In many cases, distributed agile teams cannot effectively use a standard Scrum wall covered in index cards.  A virtual scrum board (e.g. Rally, VersionOne, Team Foundation System) can prove to be almost as engaging for the distributed team.  Using a virtual scrum board, goes against many of the agile principles (mainly the fact that physical artifacts like the wall and the cards foster face-to-face discussion) but it is a necessary sacrifice once one embarks on distributed agile development.

In the end the most important aspect of any model for software development revolves around the ability to make appropriate business decisions based on the most current information at hand.  Companies should always be asking themselves 'Why do we want to offshore our development?'  Clearly cost reduction is the chief reason, but it is a common mistake to grossly underestimate the real cost of implementing successful distributed offshore development.   There needs to be budget for a moderate amount of travel, virtual backlog/scrum wall tools and ideally video conferencing.  The good news is that once you have made the investment in the teams, tools and techniques the cost of delivering projects declines.

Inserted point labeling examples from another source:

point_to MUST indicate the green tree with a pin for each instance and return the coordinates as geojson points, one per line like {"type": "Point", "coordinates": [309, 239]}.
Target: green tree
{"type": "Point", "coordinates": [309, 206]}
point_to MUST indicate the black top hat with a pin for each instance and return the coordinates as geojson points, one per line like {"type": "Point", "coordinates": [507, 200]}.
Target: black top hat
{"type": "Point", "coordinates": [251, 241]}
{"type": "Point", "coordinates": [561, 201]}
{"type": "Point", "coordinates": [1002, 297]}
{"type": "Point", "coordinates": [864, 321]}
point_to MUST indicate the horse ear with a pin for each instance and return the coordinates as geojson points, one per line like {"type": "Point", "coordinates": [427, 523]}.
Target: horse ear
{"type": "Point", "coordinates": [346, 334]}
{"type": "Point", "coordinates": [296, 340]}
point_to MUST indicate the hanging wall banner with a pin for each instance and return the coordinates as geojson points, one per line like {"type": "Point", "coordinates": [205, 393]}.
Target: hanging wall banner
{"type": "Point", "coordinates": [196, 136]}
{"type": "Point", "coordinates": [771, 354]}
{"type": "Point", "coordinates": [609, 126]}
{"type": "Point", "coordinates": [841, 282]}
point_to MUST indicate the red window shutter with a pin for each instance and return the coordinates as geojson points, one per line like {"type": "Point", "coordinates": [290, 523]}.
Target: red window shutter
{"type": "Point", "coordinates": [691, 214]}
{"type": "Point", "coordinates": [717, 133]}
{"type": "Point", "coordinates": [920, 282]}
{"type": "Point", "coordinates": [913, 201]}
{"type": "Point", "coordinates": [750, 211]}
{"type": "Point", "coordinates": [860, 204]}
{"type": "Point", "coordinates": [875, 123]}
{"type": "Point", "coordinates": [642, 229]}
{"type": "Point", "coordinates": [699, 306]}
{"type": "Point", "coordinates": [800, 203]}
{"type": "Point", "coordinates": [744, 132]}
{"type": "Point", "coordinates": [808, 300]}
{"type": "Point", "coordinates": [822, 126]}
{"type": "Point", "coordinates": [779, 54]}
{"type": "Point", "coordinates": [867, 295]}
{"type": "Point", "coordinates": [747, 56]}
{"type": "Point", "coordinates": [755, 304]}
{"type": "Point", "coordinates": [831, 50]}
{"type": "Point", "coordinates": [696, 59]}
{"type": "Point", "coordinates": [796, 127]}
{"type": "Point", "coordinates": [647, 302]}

Mis-adventures in Off-shoring

Many companies have dabbled in the practice of 'off-shoring' some of their software development.  More and more companies may be looking in that direction as resources become tighter and tighter in this currently shrinking world economy.  Many of the companies who've given it a try have made some pretty basic mistakes and others have found success.  Those that have made mistakes have generally missed the mark by NOT actually off-shoring development ... just off-shoring some element of the development process; usually testing.  The problem with off-shoring just the testing can be that unless the offshore resources are presented with either the test cases, a detailed functional specification, continual access to a domain expert, or some other form of impossibly detailed acceptance criteria (in conjunction with the relevant domain knowledge), it is difficult for the off-shoring team to meet their customer's expectations.  This is not to say that off-shoring testing cannot be successful, just that since meaningful testing relies on communicating the intent of the myriad of different usages of an application, any impediment to that communication degrades the delivery of meaningful testing; either in quality or timeliness.  Depending on the nature of the product development, if only one element of the SDLC is to be off-shored, the likely best candidate is test automation.  Having on-shore testers (working in conjunction with the Devs/Product Owner) producing test cases that can then be automated by others presents a situation where the reliance on off-shore domain expertise is diminished.